We studied the growth of the araphid pennate diatom Synedra acus subsp. radians (Kützing) Skabichevskii using a
fluorescent dye N(1),N(3)-dimethyl-N(1)-(7-nitro-2,1,3-benzoxadiazol-4-yl)propane-1,3-diamine (NBD-N2), which stains growing siliceous frustules but does not
stain other subcellular organelles. We used a clonal culture of S. acus that was synchronized by
silicon starvation. Epifluorescence microscopy was performed in two different ways with cells stained by the addition of
silicic acid and the
dye. Individual cells immobilized on glass were observed during the first 15-20 min following the replenishment of
silicic acid after
silicon starvation. Alternatively, we examined cells of a batch culture at time intervals during 36 h after the replenishment of
silicic acid using fluorescence and confocal microscopy. The addition of
silicic acid and NBD-N2 resulted in the rapid (1-2 min) formation of several dozen green fluorescent submicrometer particles (GFSPs) in the cytoplasm, which was accompanied by the accumulation of fluorescent
silica inside
silica deposition vesicles (SDVs) along their full length. In 5-15 min, GFSPs disappeared from the cytoplasm.
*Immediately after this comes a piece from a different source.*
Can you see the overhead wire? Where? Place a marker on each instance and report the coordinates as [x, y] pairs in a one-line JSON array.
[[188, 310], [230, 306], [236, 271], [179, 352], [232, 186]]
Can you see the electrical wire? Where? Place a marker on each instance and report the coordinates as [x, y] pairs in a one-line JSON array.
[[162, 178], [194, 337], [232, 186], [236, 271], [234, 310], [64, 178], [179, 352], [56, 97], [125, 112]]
Mature siliceous valves were formed within the SDVs during the subsequent 14-16 h. In the next 8-10 h, GFSPs appeared again in the cytoplasm of daughter cells. The data obtained confirm observations about the two-stage mechanism of
silicon assimilation, which includes rapid
silicon uptake (surge uptake) followed by slow
silica deposition. It is likely that the observed GFSPs are
silicon transport vesicles, which were first proposed by Schmid and Schulz in (Protoplasma 100:267-288, 1979).